Dans le monde actuel de la 5G, l’Afrique a l’opportunité d’accélérer
Au cours des trois dernières années, le monde a connu un changement radical. À la mi-2021, la pandémie mondiale était en recul, l’inflation et les taux d’intérêt étaient bas, ChatGPT n’était pas encore sorti, il n’y avait pas de guerre en Europe et un accord de paix au Moyen-Orient était imminent. Aujourd’hui, l’environnement mondial est complètement différent…
Par Tawfik Hammoud, Lisa Ivers et Patrick Dupoux, Boston Consulting Group*
Les entreprises, les gouvernements et les ONG cherchent tous des moyens de s’y retrouver et de gérer un nouvel ensemble de défis, de la géopolitique à la transition écologique , en passant par l’évolution rapide de la génération IA , l’endettement des gouvernements, le déclin démographique et la génération Alpha . C’est ce que nous appelons le « monde 5G ».
De nombreuses solutions aux défis de la 5G se trouvent en Afrique. Si le continent est toujours confronté à des défis indéniables, notamment celui d’être la région la plus touchée par le changement climatique, il dispose également d’un potentiel énorme en matière d’énergies renouvelables.
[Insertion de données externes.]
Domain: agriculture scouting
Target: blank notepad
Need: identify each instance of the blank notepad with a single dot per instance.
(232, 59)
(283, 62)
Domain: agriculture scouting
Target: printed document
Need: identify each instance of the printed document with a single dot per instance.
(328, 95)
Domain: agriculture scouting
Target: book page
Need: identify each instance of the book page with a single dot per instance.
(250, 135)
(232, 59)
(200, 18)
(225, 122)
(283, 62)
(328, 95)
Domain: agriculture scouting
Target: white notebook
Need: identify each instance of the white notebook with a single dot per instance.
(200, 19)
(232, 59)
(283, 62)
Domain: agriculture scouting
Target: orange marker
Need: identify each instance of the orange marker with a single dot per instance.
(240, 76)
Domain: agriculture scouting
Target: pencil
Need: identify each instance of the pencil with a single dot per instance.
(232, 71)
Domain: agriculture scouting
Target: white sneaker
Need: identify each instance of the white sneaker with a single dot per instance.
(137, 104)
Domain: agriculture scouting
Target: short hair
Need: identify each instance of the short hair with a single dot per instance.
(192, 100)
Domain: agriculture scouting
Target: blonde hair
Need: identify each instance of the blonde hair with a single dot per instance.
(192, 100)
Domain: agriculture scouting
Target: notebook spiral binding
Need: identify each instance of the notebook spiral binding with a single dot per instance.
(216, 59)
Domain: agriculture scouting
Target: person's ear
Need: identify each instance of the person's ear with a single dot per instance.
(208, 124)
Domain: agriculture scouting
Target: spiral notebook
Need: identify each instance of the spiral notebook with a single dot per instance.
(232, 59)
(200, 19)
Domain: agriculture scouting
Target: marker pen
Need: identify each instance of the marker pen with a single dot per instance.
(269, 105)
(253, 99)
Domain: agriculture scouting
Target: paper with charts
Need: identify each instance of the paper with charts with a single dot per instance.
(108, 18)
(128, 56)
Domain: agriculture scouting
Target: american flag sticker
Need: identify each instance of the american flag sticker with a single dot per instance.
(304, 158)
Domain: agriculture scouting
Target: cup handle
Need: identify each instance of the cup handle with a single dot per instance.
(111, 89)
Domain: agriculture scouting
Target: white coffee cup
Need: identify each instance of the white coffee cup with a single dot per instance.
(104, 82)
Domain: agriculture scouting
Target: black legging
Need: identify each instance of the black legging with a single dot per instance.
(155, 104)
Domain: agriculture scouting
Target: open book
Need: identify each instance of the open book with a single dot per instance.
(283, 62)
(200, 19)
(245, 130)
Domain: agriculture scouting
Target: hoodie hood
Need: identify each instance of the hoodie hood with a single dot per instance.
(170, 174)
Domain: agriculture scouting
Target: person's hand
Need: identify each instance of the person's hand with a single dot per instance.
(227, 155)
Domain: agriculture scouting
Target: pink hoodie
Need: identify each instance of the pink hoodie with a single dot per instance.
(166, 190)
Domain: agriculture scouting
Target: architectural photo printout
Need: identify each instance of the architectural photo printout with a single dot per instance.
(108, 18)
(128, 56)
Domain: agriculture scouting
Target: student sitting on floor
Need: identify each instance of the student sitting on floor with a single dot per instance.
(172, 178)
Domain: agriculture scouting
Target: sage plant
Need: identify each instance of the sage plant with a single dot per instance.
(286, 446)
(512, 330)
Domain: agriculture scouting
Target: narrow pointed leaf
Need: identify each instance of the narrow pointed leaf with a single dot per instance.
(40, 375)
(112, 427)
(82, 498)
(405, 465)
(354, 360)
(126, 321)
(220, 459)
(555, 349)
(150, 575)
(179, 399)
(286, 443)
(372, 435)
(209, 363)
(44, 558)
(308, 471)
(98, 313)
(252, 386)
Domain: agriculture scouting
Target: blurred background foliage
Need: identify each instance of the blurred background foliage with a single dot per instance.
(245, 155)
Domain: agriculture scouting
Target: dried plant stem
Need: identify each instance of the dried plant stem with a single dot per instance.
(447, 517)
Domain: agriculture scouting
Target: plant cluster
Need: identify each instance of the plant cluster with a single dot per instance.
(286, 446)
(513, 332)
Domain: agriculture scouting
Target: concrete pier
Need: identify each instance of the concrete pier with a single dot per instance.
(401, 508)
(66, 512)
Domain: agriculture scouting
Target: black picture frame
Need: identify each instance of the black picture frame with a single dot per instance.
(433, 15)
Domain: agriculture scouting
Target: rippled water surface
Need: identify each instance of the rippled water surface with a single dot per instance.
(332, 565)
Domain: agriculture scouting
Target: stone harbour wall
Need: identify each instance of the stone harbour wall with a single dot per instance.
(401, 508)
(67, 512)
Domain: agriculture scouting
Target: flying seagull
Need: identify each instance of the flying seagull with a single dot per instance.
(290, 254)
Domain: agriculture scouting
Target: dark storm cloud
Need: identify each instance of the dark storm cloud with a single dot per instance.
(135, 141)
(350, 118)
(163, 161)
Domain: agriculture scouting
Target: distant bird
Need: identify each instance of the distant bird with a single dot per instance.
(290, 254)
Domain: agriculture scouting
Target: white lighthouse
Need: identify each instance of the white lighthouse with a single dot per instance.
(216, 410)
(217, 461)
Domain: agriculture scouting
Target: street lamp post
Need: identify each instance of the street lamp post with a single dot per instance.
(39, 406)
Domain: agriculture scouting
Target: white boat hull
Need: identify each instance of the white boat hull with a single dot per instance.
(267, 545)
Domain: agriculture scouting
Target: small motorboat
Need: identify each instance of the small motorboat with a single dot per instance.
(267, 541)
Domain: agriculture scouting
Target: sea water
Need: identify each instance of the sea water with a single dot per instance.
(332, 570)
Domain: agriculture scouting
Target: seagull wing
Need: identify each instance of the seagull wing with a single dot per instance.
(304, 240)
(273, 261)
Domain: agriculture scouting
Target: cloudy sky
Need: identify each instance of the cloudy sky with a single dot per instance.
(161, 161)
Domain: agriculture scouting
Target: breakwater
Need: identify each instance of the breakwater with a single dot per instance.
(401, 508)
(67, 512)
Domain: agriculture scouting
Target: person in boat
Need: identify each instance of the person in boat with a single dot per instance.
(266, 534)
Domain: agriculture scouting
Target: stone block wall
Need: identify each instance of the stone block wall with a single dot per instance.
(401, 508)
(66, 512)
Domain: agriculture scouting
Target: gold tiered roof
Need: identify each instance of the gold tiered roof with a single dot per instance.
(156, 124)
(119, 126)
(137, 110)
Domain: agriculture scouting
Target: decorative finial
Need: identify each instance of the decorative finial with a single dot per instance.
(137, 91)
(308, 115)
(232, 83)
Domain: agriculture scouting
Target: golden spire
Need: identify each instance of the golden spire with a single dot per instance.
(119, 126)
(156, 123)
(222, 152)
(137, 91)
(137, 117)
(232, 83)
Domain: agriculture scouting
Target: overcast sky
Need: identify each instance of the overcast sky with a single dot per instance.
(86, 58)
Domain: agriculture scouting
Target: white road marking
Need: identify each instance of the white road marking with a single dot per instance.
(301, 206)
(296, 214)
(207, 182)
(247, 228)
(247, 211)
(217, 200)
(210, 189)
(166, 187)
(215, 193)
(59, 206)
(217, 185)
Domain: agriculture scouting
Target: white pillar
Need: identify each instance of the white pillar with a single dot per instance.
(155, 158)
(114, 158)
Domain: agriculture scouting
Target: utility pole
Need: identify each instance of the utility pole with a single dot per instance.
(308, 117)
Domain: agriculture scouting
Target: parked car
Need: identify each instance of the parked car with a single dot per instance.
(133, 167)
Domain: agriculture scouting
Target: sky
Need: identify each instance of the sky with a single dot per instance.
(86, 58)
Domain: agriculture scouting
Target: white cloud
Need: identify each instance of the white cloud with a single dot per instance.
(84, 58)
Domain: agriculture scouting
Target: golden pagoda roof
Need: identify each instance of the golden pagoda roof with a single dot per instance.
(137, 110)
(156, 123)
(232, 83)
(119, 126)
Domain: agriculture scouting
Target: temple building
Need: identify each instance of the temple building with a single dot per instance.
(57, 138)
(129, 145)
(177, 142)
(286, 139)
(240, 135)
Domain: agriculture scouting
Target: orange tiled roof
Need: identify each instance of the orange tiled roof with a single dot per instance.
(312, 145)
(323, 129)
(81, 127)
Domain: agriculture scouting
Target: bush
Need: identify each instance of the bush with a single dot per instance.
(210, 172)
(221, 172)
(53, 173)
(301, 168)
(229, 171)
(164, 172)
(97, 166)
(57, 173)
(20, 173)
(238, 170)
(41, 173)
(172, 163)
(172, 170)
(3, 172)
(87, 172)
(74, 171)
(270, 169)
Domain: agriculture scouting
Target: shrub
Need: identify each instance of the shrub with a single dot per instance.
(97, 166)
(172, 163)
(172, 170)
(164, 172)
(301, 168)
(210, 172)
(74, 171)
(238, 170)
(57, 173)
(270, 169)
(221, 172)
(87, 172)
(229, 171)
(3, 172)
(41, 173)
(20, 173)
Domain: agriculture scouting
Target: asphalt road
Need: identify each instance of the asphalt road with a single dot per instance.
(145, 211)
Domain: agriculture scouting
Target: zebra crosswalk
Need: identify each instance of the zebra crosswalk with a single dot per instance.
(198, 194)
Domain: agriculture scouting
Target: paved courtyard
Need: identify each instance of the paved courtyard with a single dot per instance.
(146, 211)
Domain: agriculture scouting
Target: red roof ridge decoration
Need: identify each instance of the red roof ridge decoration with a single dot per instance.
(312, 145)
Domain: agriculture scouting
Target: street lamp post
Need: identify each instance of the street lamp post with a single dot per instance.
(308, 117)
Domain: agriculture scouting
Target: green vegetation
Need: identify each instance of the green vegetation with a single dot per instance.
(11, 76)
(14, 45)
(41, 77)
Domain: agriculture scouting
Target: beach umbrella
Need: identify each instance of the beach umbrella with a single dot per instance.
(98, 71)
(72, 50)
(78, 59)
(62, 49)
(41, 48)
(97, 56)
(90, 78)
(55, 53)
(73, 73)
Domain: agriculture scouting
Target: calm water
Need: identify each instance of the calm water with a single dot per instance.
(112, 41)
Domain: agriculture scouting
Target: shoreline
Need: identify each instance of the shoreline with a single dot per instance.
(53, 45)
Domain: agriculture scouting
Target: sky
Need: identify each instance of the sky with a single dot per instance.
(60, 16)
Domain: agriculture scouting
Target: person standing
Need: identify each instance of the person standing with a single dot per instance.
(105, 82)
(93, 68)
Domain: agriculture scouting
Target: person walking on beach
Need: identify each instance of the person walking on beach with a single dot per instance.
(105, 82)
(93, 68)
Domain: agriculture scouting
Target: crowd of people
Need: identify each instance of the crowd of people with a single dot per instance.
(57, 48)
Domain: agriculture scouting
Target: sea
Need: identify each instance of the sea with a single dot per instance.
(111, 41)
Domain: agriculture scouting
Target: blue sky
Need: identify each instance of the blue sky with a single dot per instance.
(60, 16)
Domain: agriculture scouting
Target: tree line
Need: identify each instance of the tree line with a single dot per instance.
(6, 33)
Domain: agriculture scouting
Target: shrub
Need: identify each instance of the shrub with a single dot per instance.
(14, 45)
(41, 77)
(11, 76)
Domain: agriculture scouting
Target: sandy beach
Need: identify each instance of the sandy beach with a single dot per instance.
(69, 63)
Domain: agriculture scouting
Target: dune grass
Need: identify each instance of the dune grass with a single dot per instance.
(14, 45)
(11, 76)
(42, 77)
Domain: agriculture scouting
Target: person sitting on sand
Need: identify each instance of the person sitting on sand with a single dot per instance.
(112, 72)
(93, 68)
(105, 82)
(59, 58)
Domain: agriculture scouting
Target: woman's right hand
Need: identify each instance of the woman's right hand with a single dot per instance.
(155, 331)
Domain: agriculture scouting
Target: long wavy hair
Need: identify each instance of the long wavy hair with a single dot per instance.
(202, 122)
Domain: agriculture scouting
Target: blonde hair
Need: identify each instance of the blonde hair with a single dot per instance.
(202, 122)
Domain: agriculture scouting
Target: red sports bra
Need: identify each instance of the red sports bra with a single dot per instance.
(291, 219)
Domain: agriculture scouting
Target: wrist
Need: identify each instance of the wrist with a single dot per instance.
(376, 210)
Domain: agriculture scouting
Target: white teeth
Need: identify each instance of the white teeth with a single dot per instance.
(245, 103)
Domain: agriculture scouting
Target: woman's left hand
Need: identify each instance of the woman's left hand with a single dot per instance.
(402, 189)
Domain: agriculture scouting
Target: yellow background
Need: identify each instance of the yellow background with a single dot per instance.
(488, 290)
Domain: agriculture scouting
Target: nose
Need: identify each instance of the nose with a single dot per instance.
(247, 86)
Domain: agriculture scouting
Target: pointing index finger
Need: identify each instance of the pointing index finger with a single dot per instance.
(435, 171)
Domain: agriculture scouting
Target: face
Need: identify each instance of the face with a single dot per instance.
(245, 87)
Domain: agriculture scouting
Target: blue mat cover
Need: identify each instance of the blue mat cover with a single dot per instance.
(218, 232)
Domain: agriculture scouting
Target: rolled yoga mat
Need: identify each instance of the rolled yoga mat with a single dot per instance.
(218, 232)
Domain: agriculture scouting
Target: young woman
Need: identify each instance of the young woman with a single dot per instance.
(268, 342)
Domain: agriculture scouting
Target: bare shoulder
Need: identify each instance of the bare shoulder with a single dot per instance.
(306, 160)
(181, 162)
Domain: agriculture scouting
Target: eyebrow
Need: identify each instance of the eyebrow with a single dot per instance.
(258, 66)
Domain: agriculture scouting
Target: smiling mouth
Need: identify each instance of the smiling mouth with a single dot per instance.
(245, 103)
Il détient 40 % des minéraux essentiels à la transition d’une économie dépendante du carbone ; ses terres arables peuvent assurer la sécurité alimentaire mondiale ; le bassin du Congo et les terres africaines ont un potentiel massif de séquestration du carbone ; et le continent comptera 2,5 milliards de jeunes d’ici 2050, un capital humain considérable.
L’Afrique détient de nombreuses clés pour ce monde 5G
Géopolitique : Avec le début de la guerre en Ukraine, le découplage sino-américain et la crise au Moyen-Orient, la géopolitique s’est installée dans les conseils d’administration des entreprises. Bismark a déclaré que les nations n’ont pas d’amis, elles n’ont que des intérêts stratégiques. La fragmentation mondiale actuelle qui a émergé au cours des trois dernières années est une véritable opportunité pour les pays africains. Ils n’ont jamais eu autant de liberté pour choisir avec qui ils font des affaires. L’Afrique peut rester à égale distance géopolitiquement et insister sur des feuilles de route d’investissement intégrées qui incluent les ressources naturelles, mais aussi la biopharmacie, l’éducation, l’industrie manufacturière ou l’agriculture. Un recentrage fort sur les blocs régionaux est également une opportunité d’accélérer l’intégration économique, commerciale, politique et logistique tant attendue de l’Afrique.
GenAI : Beaucoup pensent que cette technologie va fondamentalement modifier la marche du progrès économique humain. Elle est exponentielle et non linéaire. Les principales forces à l’origine de la décennie dorée de l’Afrique au début des années 2000 ont été les téléphones portables et Internet. Tout comme Internet a ouvert la voie à la connaissance et au commerce, GenAI va libérer l’expertise et la productivité. L’Afrique a besoin de beaucoup plus de productivité, dans tous les secteurs et dans les 54 pays. L’innovation GenAI ne se limite pas non plus aux États-Unis et à la Chine. Des pays comme les Émirats arabes unis ou la France deviennent des acteurs clés. Quel que soit le secteur dans lequel vous évoluez, vous êtes aujourd’hui de facto une entreprise technologique. Les dirigeants et les PDG africains ne peuvent pas se permettre d’être sceptiques : ils doivent améliorer leurs compétences en matière de GenAI, investir dans des centres de données, réduire les coûts du cloud computing, développer les bonnes réglementations et signer des partenariats pour s’assurer de ne pas manquer cette opportunité générationnelle.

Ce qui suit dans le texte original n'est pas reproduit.